Olá, Rodolfo! Tudo bem? Para iniciarmos, nos conte sobre sua carreira profissional e como foi sua trajetória até se tornar Gerente de Desenvolvimento de Vendas na TTEC atendendo a conta do Waze, por gentileza.

Resposta: 

Durante minha trajetória profissional, tive o privilégio de trabalhar em projetos nos quais a habilidade de articular dados e insights foi essencial para construir narrativas convincentes e impulsionar propostas de vendas e parcerias. Minha experiência abrange diversas áreas, desde consultorias e startups até empresas de tecnologia, meios de comunicação e agências de publicidade.

Meus primeiros passos nesse caminho foram como Trainee, liderando projetos de aplicativos para a MTV Brasil e lançando o pioneiro aplicativo de streaming de conteúdo para um canal de TV nacional. Em seguida, assumi o papel de Líder de Parcerias e Negociações na Abril Mídia, onde estabeleci acordos estratégicos com agências de publicidade, contribuindo para grandes investimentos nas plataformas de publicidade da empresa, totalizando R$400 milhões. Posteriormente, como Estrategista de Marca e Gerente de Contas na Agência Today, liderei iniciativas de planejamento e desenvolvi estratégias de marketing para clientes em diversos setores.

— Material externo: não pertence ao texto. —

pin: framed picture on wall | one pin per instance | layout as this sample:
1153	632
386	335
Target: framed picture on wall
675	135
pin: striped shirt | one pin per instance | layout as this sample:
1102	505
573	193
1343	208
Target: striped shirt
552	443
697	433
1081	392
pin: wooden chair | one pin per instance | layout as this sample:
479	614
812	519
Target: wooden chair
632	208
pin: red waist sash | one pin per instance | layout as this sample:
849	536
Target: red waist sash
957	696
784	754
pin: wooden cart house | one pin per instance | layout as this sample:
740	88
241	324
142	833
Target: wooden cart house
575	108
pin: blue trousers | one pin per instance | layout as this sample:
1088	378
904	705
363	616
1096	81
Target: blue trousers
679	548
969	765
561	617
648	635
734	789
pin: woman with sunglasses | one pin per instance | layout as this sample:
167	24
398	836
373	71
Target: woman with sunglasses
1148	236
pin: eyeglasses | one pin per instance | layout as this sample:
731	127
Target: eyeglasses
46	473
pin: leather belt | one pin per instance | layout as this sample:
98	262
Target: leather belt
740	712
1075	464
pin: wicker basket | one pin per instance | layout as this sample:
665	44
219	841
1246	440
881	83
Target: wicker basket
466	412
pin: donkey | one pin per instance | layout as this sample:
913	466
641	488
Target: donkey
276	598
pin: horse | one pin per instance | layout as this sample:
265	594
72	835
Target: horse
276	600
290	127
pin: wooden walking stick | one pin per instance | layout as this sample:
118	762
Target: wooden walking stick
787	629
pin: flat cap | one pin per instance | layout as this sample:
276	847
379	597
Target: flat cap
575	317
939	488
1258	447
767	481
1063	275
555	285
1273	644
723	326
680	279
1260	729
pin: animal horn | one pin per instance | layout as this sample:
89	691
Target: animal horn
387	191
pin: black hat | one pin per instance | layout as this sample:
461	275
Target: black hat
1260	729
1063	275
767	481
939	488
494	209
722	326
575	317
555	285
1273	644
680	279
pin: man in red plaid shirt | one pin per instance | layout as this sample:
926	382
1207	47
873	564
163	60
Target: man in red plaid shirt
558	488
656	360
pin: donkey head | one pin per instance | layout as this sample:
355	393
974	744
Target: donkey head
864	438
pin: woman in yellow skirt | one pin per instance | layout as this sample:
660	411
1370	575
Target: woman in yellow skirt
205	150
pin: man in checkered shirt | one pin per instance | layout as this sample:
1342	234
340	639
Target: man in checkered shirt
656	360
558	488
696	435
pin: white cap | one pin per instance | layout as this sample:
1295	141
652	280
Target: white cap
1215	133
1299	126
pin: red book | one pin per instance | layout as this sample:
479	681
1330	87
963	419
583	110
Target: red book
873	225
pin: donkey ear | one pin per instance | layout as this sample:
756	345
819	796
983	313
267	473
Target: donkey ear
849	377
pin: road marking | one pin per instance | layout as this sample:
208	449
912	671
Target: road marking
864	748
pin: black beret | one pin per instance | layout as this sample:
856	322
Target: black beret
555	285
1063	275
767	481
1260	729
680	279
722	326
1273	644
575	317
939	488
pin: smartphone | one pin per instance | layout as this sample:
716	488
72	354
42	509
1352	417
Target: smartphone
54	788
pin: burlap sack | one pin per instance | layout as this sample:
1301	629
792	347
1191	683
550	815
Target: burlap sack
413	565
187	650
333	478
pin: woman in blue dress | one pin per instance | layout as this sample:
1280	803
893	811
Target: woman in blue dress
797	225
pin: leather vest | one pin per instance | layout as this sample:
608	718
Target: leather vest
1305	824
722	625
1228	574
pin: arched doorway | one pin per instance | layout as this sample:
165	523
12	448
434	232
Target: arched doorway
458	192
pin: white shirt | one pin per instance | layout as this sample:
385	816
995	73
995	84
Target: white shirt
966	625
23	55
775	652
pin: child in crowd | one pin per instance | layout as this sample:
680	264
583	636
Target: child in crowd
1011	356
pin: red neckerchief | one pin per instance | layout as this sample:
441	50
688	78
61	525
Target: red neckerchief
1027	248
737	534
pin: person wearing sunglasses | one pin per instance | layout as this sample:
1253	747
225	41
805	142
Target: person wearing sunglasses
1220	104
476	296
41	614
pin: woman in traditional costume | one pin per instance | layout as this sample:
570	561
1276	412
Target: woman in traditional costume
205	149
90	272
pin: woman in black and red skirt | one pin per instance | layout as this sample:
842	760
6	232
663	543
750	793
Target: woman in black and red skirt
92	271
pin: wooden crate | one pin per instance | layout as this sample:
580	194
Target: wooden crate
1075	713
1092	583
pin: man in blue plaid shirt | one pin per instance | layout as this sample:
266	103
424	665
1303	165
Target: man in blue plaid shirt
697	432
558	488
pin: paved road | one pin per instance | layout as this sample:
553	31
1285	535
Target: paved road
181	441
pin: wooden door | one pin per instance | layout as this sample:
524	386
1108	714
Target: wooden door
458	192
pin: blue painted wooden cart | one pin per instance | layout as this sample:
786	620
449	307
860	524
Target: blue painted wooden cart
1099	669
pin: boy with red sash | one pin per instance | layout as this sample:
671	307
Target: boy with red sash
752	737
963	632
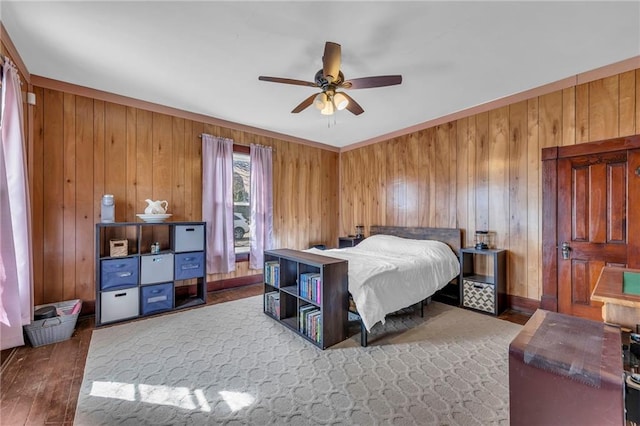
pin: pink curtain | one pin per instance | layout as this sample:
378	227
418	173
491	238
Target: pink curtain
261	227
16	300
217	203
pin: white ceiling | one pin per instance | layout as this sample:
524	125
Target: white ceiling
206	56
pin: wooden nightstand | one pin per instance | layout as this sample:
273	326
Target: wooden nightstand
487	293
350	241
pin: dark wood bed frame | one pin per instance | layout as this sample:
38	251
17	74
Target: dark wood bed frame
450	236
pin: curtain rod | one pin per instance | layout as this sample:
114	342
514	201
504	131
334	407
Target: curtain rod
244	144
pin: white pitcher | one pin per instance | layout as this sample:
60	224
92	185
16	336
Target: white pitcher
156	207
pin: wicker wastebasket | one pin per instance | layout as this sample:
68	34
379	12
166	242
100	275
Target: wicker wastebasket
55	329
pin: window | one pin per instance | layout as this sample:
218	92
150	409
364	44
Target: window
241	207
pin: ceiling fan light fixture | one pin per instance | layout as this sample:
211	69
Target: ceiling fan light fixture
328	109
340	101
320	101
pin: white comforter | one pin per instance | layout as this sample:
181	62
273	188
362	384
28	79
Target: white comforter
388	273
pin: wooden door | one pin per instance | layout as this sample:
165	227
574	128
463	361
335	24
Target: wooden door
591	203
592	218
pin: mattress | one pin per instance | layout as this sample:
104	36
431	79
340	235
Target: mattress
388	273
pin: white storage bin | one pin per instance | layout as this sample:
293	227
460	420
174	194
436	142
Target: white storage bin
156	268
121	304
479	295
188	238
157	298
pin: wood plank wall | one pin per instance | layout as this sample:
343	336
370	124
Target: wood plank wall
483	171
84	147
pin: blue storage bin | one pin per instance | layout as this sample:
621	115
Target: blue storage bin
118	273
189	265
157	298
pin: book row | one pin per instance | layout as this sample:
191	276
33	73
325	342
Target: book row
311	287
272	303
311	322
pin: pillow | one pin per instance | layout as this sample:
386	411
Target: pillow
396	245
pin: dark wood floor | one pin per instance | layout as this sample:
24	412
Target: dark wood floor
40	386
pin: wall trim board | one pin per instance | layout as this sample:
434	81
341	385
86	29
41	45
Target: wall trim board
522	304
585	77
48	83
13	53
234	282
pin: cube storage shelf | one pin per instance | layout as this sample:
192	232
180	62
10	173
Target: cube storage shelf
137	282
482	290
307	293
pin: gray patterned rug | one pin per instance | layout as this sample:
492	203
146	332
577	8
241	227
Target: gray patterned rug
230	364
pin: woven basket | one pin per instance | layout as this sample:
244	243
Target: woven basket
56	329
118	248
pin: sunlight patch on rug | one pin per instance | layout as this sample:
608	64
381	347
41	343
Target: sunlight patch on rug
180	397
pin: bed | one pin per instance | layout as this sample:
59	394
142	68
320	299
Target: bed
397	267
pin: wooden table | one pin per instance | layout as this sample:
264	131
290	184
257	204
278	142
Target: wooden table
619	308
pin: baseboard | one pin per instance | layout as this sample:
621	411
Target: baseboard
522	304
234	282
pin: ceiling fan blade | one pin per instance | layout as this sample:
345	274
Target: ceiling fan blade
331	61
304	104
287	81
368	82
353	106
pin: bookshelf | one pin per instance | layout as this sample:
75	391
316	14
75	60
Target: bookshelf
134	279
307	293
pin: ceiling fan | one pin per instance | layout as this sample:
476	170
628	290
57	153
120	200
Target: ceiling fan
330	79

Mais recentemente, assumi a posição de Gerente de Vendas na PagSeguro, supervisionando o canal Member get Member para maquininhas de cartão. Atualmente, desempenho o papel de Gerente de Desenvolvimento de Vendas na TTEC, atendendo à conta do Waze. Nessa função, tenho a responsabilidade de posicionar o Waze Ads como uma solução de publicidade de destaque para marcas na América Latina. Minhas narrativas e análises informam e inspiram clientes e agências, gerando demanda e consideração pela plataforma.

Em todas as posições que ocupei, a capacidade de articular dados e insights foi fundamental para engajar os diversos stakeholders envolvidos nos projetos. Através da combinação estratégica de informações relevantes, consegui influenciar as decisões e conquistar o apoio necessário para impulsionar o sucesso das iniciativas.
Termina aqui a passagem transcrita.